私は驚きで何も言えずにしばらく立ち尽くしていた。
そして、静かに1ページを開いた。

5月1日
今日はみんなでお花畑にいった。
その中でも私が好きなのはストックという花。
6月までにたくさん思い出を作らなくちゃ!

5月2日
お母さんと一緒にお買い物をしたの。
お団子を買ってくれてとっても嬉しかった!
やりたいことは全部やって、
食べたいものは全部食べたい!
お星様になったときに後悔しないようにね。

段々と目頭が熱くなる。
その後もお祭りにいったこと、一緒におしゃべりしたことなどが書かれたページをゆっくりと時間をかけて読んだ。

そして最後のページには

【お母さんがこれを読んでるってことはもう私はいないんだよね。
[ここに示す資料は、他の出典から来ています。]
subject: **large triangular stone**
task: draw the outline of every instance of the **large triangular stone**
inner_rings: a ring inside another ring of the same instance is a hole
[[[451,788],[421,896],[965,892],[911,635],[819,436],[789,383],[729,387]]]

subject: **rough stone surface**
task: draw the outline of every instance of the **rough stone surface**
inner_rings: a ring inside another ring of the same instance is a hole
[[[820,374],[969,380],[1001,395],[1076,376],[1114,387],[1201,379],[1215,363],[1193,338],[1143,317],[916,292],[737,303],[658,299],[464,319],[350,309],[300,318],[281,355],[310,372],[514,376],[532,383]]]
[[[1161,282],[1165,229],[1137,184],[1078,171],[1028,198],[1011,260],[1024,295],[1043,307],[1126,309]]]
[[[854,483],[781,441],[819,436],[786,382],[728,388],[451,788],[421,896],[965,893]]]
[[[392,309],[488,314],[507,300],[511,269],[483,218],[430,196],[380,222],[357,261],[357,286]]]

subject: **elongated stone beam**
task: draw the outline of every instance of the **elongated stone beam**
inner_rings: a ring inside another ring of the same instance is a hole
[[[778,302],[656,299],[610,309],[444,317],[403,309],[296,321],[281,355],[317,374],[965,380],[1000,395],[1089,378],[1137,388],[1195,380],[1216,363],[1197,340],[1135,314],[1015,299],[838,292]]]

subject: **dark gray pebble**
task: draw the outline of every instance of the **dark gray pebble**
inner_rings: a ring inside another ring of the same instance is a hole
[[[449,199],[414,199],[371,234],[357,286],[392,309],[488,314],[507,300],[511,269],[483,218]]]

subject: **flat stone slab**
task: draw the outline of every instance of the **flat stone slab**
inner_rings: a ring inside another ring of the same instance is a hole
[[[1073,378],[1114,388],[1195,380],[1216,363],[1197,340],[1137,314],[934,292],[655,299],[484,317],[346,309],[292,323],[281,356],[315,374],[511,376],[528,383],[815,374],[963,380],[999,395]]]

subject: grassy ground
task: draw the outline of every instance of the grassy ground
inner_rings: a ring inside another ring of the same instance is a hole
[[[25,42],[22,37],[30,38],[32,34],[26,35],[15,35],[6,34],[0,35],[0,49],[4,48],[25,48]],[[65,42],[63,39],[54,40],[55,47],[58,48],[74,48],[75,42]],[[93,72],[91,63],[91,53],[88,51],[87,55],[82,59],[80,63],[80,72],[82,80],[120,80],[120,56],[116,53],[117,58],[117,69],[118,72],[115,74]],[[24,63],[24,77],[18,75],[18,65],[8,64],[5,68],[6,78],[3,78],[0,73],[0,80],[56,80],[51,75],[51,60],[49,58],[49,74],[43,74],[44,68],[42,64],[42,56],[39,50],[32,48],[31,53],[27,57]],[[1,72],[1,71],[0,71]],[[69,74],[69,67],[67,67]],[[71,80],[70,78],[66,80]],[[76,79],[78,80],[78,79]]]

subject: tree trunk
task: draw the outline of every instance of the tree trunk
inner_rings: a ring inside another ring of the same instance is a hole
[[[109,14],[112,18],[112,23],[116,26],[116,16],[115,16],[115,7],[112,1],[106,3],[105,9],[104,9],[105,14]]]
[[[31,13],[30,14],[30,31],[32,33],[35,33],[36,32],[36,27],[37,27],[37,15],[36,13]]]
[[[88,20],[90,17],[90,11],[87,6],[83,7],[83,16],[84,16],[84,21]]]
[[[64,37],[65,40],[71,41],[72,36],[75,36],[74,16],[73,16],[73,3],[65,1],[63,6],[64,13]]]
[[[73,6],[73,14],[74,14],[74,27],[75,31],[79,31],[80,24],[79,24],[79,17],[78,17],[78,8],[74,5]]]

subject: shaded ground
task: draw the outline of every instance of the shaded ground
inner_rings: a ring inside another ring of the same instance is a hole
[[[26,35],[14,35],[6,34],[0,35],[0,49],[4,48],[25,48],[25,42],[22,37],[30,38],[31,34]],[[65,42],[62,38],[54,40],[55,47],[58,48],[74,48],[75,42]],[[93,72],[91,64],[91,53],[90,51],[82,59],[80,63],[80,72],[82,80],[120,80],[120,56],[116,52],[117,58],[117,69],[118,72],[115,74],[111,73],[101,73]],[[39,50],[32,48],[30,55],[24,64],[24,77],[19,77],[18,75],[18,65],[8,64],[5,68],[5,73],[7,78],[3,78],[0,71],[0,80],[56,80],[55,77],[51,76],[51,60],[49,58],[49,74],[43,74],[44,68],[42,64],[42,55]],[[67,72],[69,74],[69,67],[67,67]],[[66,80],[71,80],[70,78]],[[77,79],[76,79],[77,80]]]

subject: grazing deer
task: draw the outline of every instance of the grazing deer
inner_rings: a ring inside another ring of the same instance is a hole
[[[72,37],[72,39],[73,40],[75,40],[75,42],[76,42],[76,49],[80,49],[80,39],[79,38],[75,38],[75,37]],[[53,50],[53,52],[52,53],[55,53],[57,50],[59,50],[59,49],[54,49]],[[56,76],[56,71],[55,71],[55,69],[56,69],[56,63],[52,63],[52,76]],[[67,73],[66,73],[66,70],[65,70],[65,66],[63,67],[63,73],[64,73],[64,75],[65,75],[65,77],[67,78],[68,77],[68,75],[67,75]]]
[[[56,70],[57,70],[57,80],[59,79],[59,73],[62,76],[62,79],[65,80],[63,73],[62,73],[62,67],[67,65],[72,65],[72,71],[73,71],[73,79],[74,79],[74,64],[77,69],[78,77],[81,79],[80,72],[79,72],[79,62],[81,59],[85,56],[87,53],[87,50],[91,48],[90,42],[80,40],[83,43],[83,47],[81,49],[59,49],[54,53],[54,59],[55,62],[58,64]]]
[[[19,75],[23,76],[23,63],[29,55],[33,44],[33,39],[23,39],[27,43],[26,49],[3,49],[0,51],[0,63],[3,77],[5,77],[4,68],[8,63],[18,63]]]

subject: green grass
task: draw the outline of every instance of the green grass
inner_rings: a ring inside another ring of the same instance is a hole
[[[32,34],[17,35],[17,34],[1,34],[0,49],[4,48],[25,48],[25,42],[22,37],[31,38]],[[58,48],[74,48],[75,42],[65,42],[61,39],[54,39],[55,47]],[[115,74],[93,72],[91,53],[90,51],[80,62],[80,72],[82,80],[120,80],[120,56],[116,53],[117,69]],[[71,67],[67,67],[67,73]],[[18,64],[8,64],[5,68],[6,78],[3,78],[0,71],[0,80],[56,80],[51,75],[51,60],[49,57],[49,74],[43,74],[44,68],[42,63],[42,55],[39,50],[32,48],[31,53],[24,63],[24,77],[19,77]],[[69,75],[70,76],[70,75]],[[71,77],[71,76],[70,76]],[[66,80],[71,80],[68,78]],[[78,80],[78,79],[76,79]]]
今まで本当にありがとう。そしてごめんね。
実は隠してたことがあるんだ。…他の人には内緒だよ!
私、ミライが見えるんだ。…こんなの信じてもらえないと思うけどホントだよ。だから、楽しいことも全部見えちゃうんだ。悲しいこともね。私、6月になると死んじゃうんだって。なんとかなんとかっていう病気らしい。
でもね、ミライは見えても、それを変えることはできないの。なんでだろうね?…だから私はせめて思い出を
いっぱいいっぱい残しておこうと思ったんだ。
だから今までわがまま言ってごめんなさい。
お母さんのおかげで、楽しかったよ。】

あの子が死んでしまったのも、
こんな能力を持っている理由もわからない。
でも、あんなに小さな子が“死”という運命を背負ってきた辛さはよくわかる。
そして彼女は誰よりも大人なのだ。

私は一冊の日記を抱きしめた。
これは我が子の分身なのだから。